Volume 18, Issue 5 - September/October 2014

Dr. of Tintology
by Mike Feldman

Tintin' Challenges

It’s not all luxury homes and condos that need window
tinting.

Here in tropical Florida we get calls every so often from folks who live in trailers (aka double-wides.) I’ll try to be politically correct here by pointing out that these potential clients all seem like very nice people and are usually long in years. 

Pleased with my marketing efforts to drive business of all types and armed with my trusty tape measurer and sample book filled with the best window film money can buy, I headed out for an estimate for a double-wide out in Lakeland. 

For you non-Florida folks, Lakeland is situated in the no man’s land between Orlando and Tampa. This “town” is best seen from a car window zipping down
I-4 at 75 mph.

This is the land for once hard-working retirees who now spend their golden years living inside a glorified tin box. Heading toward their neighborhood, the homes get smaller and the roads narrow. The turn-off for the trailer park is poorly identified with my GPS telling me to “make a U-turn when possible.” I finally arrive at my destination.

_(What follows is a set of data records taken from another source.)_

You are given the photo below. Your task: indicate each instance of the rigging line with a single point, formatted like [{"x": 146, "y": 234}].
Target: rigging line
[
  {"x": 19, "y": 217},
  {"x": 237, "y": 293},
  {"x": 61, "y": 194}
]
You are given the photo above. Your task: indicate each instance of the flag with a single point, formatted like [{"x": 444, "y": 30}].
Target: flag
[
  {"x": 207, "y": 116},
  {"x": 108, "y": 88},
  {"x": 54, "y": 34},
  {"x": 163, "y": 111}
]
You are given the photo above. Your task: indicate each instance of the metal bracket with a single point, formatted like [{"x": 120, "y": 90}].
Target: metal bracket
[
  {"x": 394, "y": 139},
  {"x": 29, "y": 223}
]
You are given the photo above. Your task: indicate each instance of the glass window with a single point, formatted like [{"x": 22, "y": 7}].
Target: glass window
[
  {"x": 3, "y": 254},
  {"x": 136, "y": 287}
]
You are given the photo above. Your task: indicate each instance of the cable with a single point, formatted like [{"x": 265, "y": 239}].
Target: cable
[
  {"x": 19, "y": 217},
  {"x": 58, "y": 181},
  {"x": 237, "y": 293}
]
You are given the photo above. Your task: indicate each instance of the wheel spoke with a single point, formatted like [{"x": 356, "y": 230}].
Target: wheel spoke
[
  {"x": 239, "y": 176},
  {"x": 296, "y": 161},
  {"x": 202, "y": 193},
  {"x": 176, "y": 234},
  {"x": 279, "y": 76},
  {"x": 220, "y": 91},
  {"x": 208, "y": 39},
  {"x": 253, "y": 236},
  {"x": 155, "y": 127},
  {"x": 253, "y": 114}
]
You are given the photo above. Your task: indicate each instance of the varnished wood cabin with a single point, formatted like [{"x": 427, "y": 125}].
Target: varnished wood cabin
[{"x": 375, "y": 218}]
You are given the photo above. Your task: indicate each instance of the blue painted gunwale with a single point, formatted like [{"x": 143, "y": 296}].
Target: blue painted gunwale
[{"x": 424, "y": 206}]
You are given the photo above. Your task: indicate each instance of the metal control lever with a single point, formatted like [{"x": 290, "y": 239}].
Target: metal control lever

Their trailer was singled out with a spinning windmill stuck in a gravel rock pile front yard.

I’m on time and politely knock on the door (no doorbell in sight!).

Angry dogs bark like I’m a thief in the night; the trailer owner shouts at the dogs with a few curse words and in a few seconds

the door swings open and a husky gent smoking a cigarette, greets me.

I’m overpowered with the smell of dogs and something else which I am confident isn’t a bowl of gardenias.

The lady of the house is sitting in the TV room and makes no effort to welcome me. I seem to detect eye movement as she watches a quiz show on a Hi Def TV twice as big as anything in my house.

The husband explains their need.

He wants something that will stop the heat and give them privacy. He wants to coat windows in the hottest room and, even though the other room is only separated by hanging beads; I get the message and show them the darkest, shiniest window tinting known to man or beast.

The wife suddenly turns away from the TV and asks me how much this magical cure will cost her? I explain that I have to measure to figure out the amount of glass we will cover.

She tells me to “watch my step” because their dogs don’t go out to “do their business” but rather have been assigned their own designated room to do so! Seriously. So I tell them it might just be easier to measure from the outside.

I provide my estimate as they tell me that two more window tint companies are coming to give estimates after me.

I tell them they should choose whomever they think is giving them the best value and that my guys will wear booties when they install which we usually wear to protect the client’s carpets, etc. but this time we would to protect my installers’ shoes!

I waved goodbye and left.

They chose another window tint company that sold them a dark shiny film twice as expensive as my quote. When I asked why they told me that the other fella told them the shiny film wasn’t shiny and they believed him.

Watch your step …

WF

Mike Feldman is the president of Advanced Film Solutions in New Port Richey, Fla.